Depois dos estudos do autor Paulo Quissi e da obra “A dignidade e o Cristianismo”, muitos estudiosos do direito perceberam a influência positiva do cristianismo na formação dos nossos principais direitos e até mesmo no princípio da dignidade humana.
Muito embora as religiões recebam críticas de determinados juristas por alguns dos seus erros diante da perspectiva da história do Direito, elas também ajudaram o Direito a compreender o que é a dignidade da pessoa humana de forma mais profunda na construção dos direitos básicos que envolvem a integridade física, psíquica, moral e espiritual dos seres humanos.

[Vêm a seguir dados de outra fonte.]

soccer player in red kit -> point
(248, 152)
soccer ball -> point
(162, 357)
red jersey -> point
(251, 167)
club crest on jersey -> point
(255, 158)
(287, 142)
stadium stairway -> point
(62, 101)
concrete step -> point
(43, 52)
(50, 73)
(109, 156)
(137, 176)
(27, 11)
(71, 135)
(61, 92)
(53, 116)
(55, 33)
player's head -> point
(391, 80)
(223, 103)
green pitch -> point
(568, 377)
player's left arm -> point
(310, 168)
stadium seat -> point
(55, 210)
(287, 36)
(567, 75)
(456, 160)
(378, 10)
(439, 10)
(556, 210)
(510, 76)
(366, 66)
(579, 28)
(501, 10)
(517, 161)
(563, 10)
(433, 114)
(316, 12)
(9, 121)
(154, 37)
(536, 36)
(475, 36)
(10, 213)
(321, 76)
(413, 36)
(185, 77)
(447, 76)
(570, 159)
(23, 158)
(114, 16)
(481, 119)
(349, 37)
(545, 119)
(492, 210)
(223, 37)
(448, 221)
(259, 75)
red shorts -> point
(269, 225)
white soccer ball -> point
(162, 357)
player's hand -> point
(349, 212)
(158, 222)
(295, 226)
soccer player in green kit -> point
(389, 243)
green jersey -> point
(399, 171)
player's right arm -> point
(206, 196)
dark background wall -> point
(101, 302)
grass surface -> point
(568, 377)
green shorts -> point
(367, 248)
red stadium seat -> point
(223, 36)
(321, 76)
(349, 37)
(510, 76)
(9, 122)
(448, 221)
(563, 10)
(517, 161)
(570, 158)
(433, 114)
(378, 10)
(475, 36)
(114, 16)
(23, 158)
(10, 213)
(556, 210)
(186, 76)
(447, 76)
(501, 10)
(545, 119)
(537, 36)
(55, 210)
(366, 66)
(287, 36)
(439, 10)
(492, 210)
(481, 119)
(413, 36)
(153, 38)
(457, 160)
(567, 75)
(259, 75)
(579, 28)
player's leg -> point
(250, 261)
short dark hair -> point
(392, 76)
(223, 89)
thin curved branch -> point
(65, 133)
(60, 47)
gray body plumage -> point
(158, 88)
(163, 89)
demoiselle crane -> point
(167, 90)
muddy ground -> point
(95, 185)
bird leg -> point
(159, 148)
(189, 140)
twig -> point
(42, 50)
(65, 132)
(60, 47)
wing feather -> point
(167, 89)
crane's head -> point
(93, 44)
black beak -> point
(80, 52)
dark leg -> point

É válido afirmar que uma das fontes da construção do princípio da dignidade humana (que passou a ser mais difundido depois da Segunda Guerra Mundial) advém do cristianismo. A valorização da vida, da liberdade, da igualdade, do respeito e da fraternidade foram os ensinamentos de Jesus Cristo que mais geraram impactos jurídicos ao longo da história.
Um dos princípios mais importantes divulgados por Jesus Cristo foi o de fraternidade, visto que a sua mensagem sobre “amar o próximo como a si mesmo” colocou o amor no centro da dignidade da vida humana. Esta mensagem de amor é incondicional, pois não é limitada por conceitos de raça, etnia ou cultura. O “próximo” é o ser humano que está ao meu lado, independentemente da cor da sua pele ou da sua personalidade.
É importante salientar que o apóstolo Paulo, principal agente da expansão do cristianismo no Império Romano, afirmou que não havia homem ou mulher, livre ou escravo, eis que todos são iguais perante Cristo. Esta convicção cristã causou grande expansão no conceito de igualdade (social e jurídica), ajudando a derrubar toda forma de discriminação.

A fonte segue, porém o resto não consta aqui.